Reason to Hope
Charleston, South Carolina, Charlottesville, Virginia and Houston Texas all share tragedy, two the result of man’s inhumanity to man, the latter by an act of nature. Nevertheless, all three incidents and our collective reaction to them models the way for addressing our racial and social divide.
On June 17, 2015, in Charleston, South Carolina, Dylann Roof, a then 21-year old, white Supremacist massacred nine African-Americans and injured many more as they worshipped in the historic Emanuel African Methodist Episcopal Church.

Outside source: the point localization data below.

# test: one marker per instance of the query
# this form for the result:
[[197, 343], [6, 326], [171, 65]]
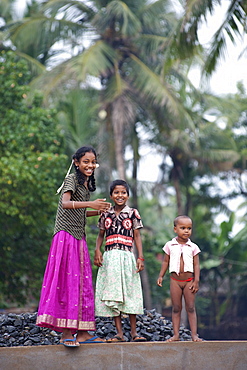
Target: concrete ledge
[[220, 355]]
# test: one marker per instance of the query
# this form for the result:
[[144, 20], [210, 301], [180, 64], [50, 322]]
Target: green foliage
[[30, 171]]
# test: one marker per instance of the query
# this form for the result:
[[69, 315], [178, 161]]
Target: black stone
[[21, 330]]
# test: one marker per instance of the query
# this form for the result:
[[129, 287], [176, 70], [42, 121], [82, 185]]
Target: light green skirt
[[118, 285]]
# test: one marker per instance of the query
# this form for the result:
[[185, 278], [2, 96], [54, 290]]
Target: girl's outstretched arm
[[138, 244], [98, 204], [98, 259], [164, 268]]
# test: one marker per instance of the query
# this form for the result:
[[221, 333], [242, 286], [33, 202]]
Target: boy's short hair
[[121, 183], [177, 219]]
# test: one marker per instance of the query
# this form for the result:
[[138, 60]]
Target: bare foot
[[68, 339], [84, 336], [196, 339], [173, 339]]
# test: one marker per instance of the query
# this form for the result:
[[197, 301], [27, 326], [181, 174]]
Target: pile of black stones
[[21, 330]]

Recently, Charlottesville, Virginia experienced an ugly confrontation between white Supremacist, neo-Nazi’s and counter demonstrators. And Houston has endured weeks of storm and rain, curtsey of Hurricane Harvey.
It would have been easy for the Charleston victims and their families to respond with violence and bile. They could have fought fire with fire, demanding an eye for an eye and a tooth for a tooth. Instead, they turned to faith and forgiveness, demonstrating nobility and grace under pressure.
In Charlottesville violence ensued, some of which was worsened by counter demonstrators. They would have been bettered served by following the nonviolent path of a King or Gandhi.
Still, by opposing the human bondage and ethnic cleansing advocated by their opposite, it was the counter demonstrators who stood with the angels. And they spanned the racial and ethnic divide in scores far greater than the emissaries of division and hate.
Hurricane Harvey proved that Mother Nature is an equal opportunity employer. Indifferent to color or ethnicity, unconcerned with political or religious ideology, it sparred no one. Yet, everyone stood shoulder to shoulder, rescuing the imperiled and assisting all, irrespective of kinship or skin type.
The future will undoubtedly hold additional violence and strife, malice and division. Racism will again rear its ugly head and mankind will continue to murder, maim and oppress. It is our curse.
However, the examples set by Charleston, Charlottesville and Houston set an important precedent. They stand for the proposition that we can move beyond race; we can judge each other by the content of our character rather than the color of our skin.
For this, life gives us reason to hope, even in the face of tragedy.